Também nas catacumbas (cemitérios subterrâneos) na cidade de Roma há figuras onde aparecem as crianças participando da vida da comunidade (com suas mãos levantadas numa oração de ação de graças, junto com todos) e registros da participação na Santa Ceia.
Quando temos registro do Batismo de crianças pequenas, das pessoas que não podem responder por si mesmas, no século 3, também temos provas de sua participação na Santa Ceia. Para a Igreja no final do século 2 e início do século 3 estava claro que Batismo e Santa Ceia andavam de mãos dadas. Ser batizado era sempre ser levado à mesa da Santa Ceia.
Quando o cristianismo tornou-se a religião oficial do Império Romano (315 d.C.), generalizou-se o batismo de crianças, inclusive de recém-nascidos. Mesmo com o batismo de infantes, em momento algum foi negado às crianças batizadas a participação na Santa Ceia. Até o século 12, a Igreja cristã manteve essa prática de incluir as crianças batizadas como parte do corpo de Cristo na mesa da comunhão.

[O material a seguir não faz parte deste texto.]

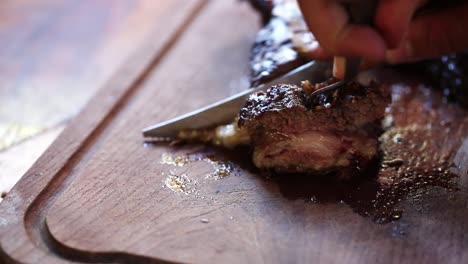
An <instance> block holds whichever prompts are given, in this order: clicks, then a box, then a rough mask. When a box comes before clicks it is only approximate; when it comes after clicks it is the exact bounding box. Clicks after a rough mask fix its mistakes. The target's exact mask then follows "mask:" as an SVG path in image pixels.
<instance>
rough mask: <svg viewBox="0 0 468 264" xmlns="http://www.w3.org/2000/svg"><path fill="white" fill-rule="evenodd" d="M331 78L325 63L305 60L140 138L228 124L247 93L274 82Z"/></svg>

Esta prática mudou no ano de 1215, no quarto Concílio realizado na cidade de Latrão.
Neste concílio, foram estabelecidas algumas regras para que uma pessoa pudesse participar da Santa Ceia: confessar os pecados; fazer penitência; ter uma instrução mínima; ter a capacidade do entendimento.
Antes de 1215, as crianças podiam participar da Santa Ceia, mesmo sem ter um entendimento racional sobre a mesma. Somente após esta data, elas foram excluídas da Santa Ceia. E nós continuamos esta prática em nossa Igreja sem grandes questionamentos.
E A BÍBLIA, O QUE DIZ?
Na Bíblia, não encontramos nenhum argumento contrário à participação das crianças na Santa Ceia. Encontramos, sim, muitos textos que apóiam a participação das crianças na Santa Ceia:
- Marcos 10.13-16 . Jesus acolhe os pequeninos – “Deixem que as crianças venham a mim e não proíbam que elas façam isso [...].”
- Romanos 3.23,24 . Deus nos aceita na Santa Ceia “sem exigir nada”. Não é necessário “ter instrução” e “capacidade do entendimento”
-1João 4.10,19 . Deus nos ama primeiro.
- Mateus 18.3 . O reino dos céus é dos que são iguais às crianças.
- Marcos 9.37 . Receber a uma criança é receber a Jesus.
-1Coríntios 11.17-26 e Atos 2.42-47. A Santa Ceia era uma refeição. As crianças também participavam desta refeição.
- Marcos 2.15; 14.3 e Lucas 15.1,2 . Jesus partilha o pão, come com cobradores de impostos, pecadores - ele acolhe a todos e não exige arrependimento e conversão antes. Arrependimento é resposta à ação de Jesus. (Lucas 19.1-10) Jesus rejeitaria as crianças na Santa Ceia?
A OPINIÃO DE MARTIM LUTERO
“Ao falar do culto da Comunidade, Lutero disse que se dirigiam à mesa da comunhão ‘homem, mulher, jovem, velho, senhor, escravo, esposa, empregada, pais, crianças como Deus ali a todos reúne’”. (Romeu Martini, citando Lutero na Revista Tear, número 5).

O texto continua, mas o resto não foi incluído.